Slow home building holds back Australia as Reserve Bank meets to consider rates cut
By Shane Wright
Building a house in Australia takes almost twice as long as a decade ago as building firms fail to adopt new techniques, locking young people out of affordable housing and crushing productivity in the sector.
Ahead of a Reserve Bank board meeting, which is likely to deliver borrowers the first cut in official interest rates in five years, research from the Productivity Commission found the country is building half as many homes per hour worked as it did in 1995.
Productivity across housing construction has fallen over the past 30 years and the time it takes to build a home has rocketed.Credit: Arsineh Houspian
Productivity in the housing sector has tumbled by 12 per cent over the past 30 years while it has climbed by 49 per cent across the rest of the economy. If economy-wide productivity had kept pace with housing then the nation would be $1.1 trillion a year poorer.
In the 10 years to 2023-24, the average time to build a detached house climbed to 10.4 months from 6.4 months. Over the same period, the time to build new townhouses increased to 12.9 months from 9.4 months while for a block of apartments, construction time jumped to 27.8 months from 18.5 months.
Commission chair Danielle Wood said young people were paying the price for poor productivity in the sector.
“Too many Australians, particularly younger Australians, are struggling to afford a home in which to live,” she said.
“Lifting the productivity of home building will deliver more homes, regardless of what is happening with the workforce, interest rates or costs.”
The report found a complex, slow approval process meant the timeline for new housing estates or apartment complexes can drag out for a decade or more, with only a small part of that actually spent on construction. It recommended all governments support an independent review of building regulation including local council rules around new homes.

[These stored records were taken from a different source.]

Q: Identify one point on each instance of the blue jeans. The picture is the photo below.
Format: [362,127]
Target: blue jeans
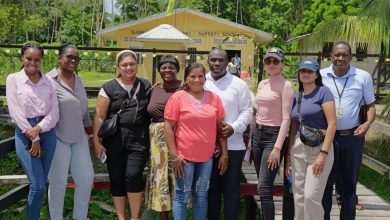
[195,181]
[36,169]
[263,141]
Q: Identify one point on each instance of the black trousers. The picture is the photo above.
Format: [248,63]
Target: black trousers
[228,185]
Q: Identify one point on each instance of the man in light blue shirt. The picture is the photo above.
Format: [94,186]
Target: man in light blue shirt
[351,88]
[237,103]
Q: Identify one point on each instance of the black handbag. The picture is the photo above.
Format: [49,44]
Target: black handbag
[309,136]
[110,125]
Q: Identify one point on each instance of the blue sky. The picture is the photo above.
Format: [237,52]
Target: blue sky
[108,8]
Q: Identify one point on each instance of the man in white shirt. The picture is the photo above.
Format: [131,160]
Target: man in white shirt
[236,100]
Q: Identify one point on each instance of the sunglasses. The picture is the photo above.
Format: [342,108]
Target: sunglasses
[73,58]
[276,50]
[273,61]
[306,71]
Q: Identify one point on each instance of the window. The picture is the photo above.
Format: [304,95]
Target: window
[192,56]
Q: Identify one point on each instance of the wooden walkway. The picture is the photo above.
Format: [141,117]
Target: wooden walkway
[375,208]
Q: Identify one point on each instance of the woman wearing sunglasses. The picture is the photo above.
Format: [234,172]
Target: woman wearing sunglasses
[33,106]
[311,166]
[73,129]
[274,101]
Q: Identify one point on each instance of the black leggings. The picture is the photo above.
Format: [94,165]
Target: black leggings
[125,169]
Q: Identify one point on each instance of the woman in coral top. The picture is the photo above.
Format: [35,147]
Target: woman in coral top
[274,100]
[192,119]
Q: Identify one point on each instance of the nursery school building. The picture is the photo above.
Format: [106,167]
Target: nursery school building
[186,30]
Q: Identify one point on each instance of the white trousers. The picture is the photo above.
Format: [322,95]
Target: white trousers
[77,158]
[308,189]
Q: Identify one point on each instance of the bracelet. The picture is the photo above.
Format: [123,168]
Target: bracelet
[324,152]
[176,159]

The commission found a lack of innovation across the sector with many businesses unable or unwilling to change how they build. There has been little take-up of advanced building technologies or processes such as pre-fabrication.
This is partly related to the small scale of many building firms. The average residential building company has fewer than two employees, much smaller than the average Australian business. Productivity is higher for apartment blocks than individual houses.
The commission also blames a shortage of skilled workers for the sector’s woeful productivity levels. It argues that inconsistent occupational licensing arrangements across the country, limited opportunities for migrants to enter the sector and poor numbers of apprenticeships have all hurt housing construction.
While the commission’s research focused on Australia, it found that productivity in the home building sector has cratered across the world. Compared with countries such as the United States and Britain, productivity on Australian building sites is higher.
Wood said dealing with the regulation around home construction had to be tackled by all governments.
“The sheer volume of regulation has a deadening effect on productivity. If governments are serious about getting more homes built, then they need to think harder about how their decisions unnecessarily restrict housing development and slow down the rate of new home building,” she said.
Master Builders Australia chief executive Denita Wawn said the commission had made sensible recommendations that should be considered by all governments.
Productivity Commission chair Danielle Wood says young Australians are the ones most hurt by falling housing productivity.Credit: Alex Ellinghausen
“Just like the housing crisis, there is no silver bullet to solving woeful productivity in the industry, and it requires a co-ordinated and comprehensive approach by all levels of government,” she said.
Housing construction has also been affected by the Reserve Bank’s sharp increase in official interest rates which financial markets and most economists expect to start reversing following its two-day board meeting which begins on Monday.
For a household with a $600,000 mortgage, a quarter percentage point cut in the cash rate would slice the monthly repayments by $100.
In NSW, where the average new loan has hit a record high of $811,000, the monthly savings from a quarter percentage point cut would be $133 or almost $1600 a year.
Westpac chief economist Luci Ellis said the central bank could be confident that inflation, both headline and underlying, continued to point to falling price pressures which would enable the bank to cut interest rates this week.
Nomura economist Andrew Ticehurst said the long wait for a rate cut for Australian borrowers was coming to an end, aided by the economic growth risks posed by US President Donald Trump’s recent tariff announcements.
“We expect the RBA to note much uncertainty here, but think it would likely be more concerned about downside growth risks than upside inflation risks stemming from higher tariffs,” he said.